С этими словами он скинул рясу и схватил перекладину от ясеневого креста: перекладина была длинная, как копье, и толстая, как здоровенный кулак; в некоторых местах на ней были нарисованы лилии, ныне почти уже стершиеся. Итак, сделав из своей рясы перевязь, он вышел в одном подряснике и, взмахнув перекладиною от креста, внезапно ринулся на врагов, а враги между тем, нарушив боевой порядок, без знамен, без трубача и барабанщика обирали в саду виноград, ибо знаменщики прислонили знамена и стяги к стене, барабанщики продырявили с одного боку барабаны, чтобы было куда сыпать виноград, в трубы тоже понапихали гроздий, – словом, все разбрелись кто куда, и вот брат Жан, не говоря худого слова, обрушился на них со страшною силой и, по старинке колотя их по чему ни попало, стал расшвыривать, как котят.
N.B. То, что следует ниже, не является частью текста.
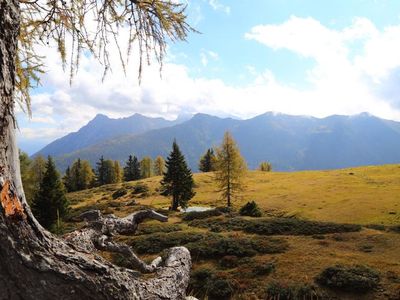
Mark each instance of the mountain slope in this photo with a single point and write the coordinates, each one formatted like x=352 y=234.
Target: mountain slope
x=288 y=142
x=102 y=128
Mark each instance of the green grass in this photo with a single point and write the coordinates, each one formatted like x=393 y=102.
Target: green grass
x=311 y=223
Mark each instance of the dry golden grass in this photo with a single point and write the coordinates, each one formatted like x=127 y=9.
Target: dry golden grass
x=365 y=195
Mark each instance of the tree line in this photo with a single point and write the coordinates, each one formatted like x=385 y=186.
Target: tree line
x=81 y=176
x=45 y=189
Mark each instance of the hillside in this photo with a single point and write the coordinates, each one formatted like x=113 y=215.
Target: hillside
x=234 y=257
x=288 y=142
x=364 y=195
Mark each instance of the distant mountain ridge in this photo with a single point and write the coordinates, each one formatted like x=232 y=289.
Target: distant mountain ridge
x=100 y=129
x=288 y=142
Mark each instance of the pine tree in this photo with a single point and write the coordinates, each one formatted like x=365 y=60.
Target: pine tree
x=109 y=172
x=265 y=167
x=87 y=174
x=77 y=175
x=68 y=180
x=50 y=202
x=132 y=169
x=26 y=176
x=177 y=181
x=137 y=172
x=146 y=167
x=207 y=161
x=159 y=166
x=118 y=171
x=230 y=168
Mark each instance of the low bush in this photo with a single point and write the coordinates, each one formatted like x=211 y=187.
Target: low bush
x=220 y=289
x=250 y=209
x=194 y=215
x=275 y=226
x=119 y=193
x=353 y=279
x=229 y=262
x=208 y=246
x=204 y=283
x=280 y=291
x=395 y=228
x=376 y=227
x=154 y=228
x=292 y=226
x=157 y=242
x=140 y=188
x=264 y=269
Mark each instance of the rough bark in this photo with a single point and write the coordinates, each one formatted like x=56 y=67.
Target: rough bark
x=37 y=265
Одних он дубасил по черепу, другим ломал руки и ноги, третьим сворачивал шейные позвонки, четвертым отшибал поясницу, кому разбивал нос, кому ставил фонари под глазами, кому заезжал по скуле, кому пересчитывал зубы, кому выворачивал лопатки, иным сокрушал голени, иным вывихивал бедра, иным расплющивал локтевые кости.



Кто пытался укрыться среди густолиственных лоз, тому он, как собаке, перебивал спинной хребет и переламывал крестец.

Кто пытался спастись бегством, тому он ударом по ламбдовидному шву раскалывал на куски черепную коробку.

163

Созывая членов капитула на капитул (лат.).

164

Противу вражеских козней (лат.).

165

Во славу мира (лат.).

166

Натиск врагов (лат.).

167

Даруй мне питие! (лат.)

168

Апофтегма – изречение (гр.).

169

Святой Фома Английский – Томас Беккет, архиепископ Кентерберийский (ок. 1115—1170).